The PKG variable is used in any command where a package path is expected.
You can override the package to build/test/vet/etc. with PKG=./cmd/foo.
The OUT variable controls the name of the resulting binary. By default it's set to . so that all binaries built with ./... get names automatically based on their directory names.
Build tags are controlled with the TAGS variable.
Setting the RACE variable to anything will build with -race.
Setting the DEBUG variable to anything will build with optimisations and inlining disabled. Otherwise builds are done in "release" mode where paths are trimmed, and the symbol table and DWARF generation is disabled.
The OPTIMISATIONS variable controls the package pattern to use when printing compiler optimisation decisions.
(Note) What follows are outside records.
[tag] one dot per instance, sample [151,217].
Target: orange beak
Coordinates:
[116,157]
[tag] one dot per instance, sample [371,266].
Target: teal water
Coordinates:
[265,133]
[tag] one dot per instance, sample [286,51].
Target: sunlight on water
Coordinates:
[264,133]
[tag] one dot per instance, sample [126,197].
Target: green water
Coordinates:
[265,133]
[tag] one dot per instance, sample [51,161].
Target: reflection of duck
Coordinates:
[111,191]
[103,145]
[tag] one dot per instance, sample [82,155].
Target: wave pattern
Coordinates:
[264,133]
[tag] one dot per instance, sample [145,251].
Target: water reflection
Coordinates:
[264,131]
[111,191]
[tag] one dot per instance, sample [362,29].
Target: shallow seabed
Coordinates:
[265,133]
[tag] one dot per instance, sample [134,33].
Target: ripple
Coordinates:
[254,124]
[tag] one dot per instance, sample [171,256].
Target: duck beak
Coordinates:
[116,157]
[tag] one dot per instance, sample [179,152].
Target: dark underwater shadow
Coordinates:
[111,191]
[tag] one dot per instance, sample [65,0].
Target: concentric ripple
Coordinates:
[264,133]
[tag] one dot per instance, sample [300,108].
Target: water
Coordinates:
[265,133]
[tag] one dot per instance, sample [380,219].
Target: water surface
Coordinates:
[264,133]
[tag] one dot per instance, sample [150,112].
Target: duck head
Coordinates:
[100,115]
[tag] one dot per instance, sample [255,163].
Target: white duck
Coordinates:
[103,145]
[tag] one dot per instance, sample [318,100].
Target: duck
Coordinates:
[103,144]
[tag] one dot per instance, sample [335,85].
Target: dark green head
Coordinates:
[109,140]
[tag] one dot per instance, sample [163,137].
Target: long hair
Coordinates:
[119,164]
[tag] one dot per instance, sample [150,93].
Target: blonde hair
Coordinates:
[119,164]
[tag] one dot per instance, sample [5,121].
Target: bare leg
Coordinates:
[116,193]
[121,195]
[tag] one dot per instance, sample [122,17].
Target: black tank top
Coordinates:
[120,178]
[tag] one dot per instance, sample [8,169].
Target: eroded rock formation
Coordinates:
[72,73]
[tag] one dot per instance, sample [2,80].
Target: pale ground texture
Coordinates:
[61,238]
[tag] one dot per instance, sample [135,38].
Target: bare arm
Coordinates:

For example, make OPTIMISATIONS=./internal/foo will build with -gcflags "./internal/foo=-m".
The CHECK_BCE variable controls the package pattern to use when printing compiler bounds check elimination decisions. For example, make CHECK_BCE=./internal/foo will build with -gcflags "./internal/foo=-d=ssa/check_bce".
The benchmark count can be set via the BENCH_COUNT variable.
If any binaries expect to be a Windows GUI without a terminal/console attached then setting the WINDOWSGUI variable to anything will build with -ldflags "-H windowsgui".
For all available make rules check the Makefile in the root of the project.
Tenants
This project implements a multi-tenant application server, where tenants are controlled through a configuration file.
Tenant configuration is stored in the data directory's tenants.json file in the following format:
{
"app1": {
"hostnames": {
"foo.com": "site",
"app.foo.com": "pwa"
}
},
"app2": {
"hostnames": {
"bar.com": "site",
"app.bar.com": "pwa"
}
}
}
The top-level keys (e.g. "app1") describe a unique tenant name. This can be anything you like and is used to group things like hostname configuration for a tenant.
The "hostnames" key within a tenant object is used to describe all of the hostnames that should resolve to the parent tenant. Hostnames are described as key/value pairs where the key is the hostname and the value is the type of application the hostname serves.
The application type (e.g. "site", "pwa") is used during tenant setup at runtime to configure routers etc.
Currently, the tenants.json file is only read once at application startup, so any changes require a restart of the whole application.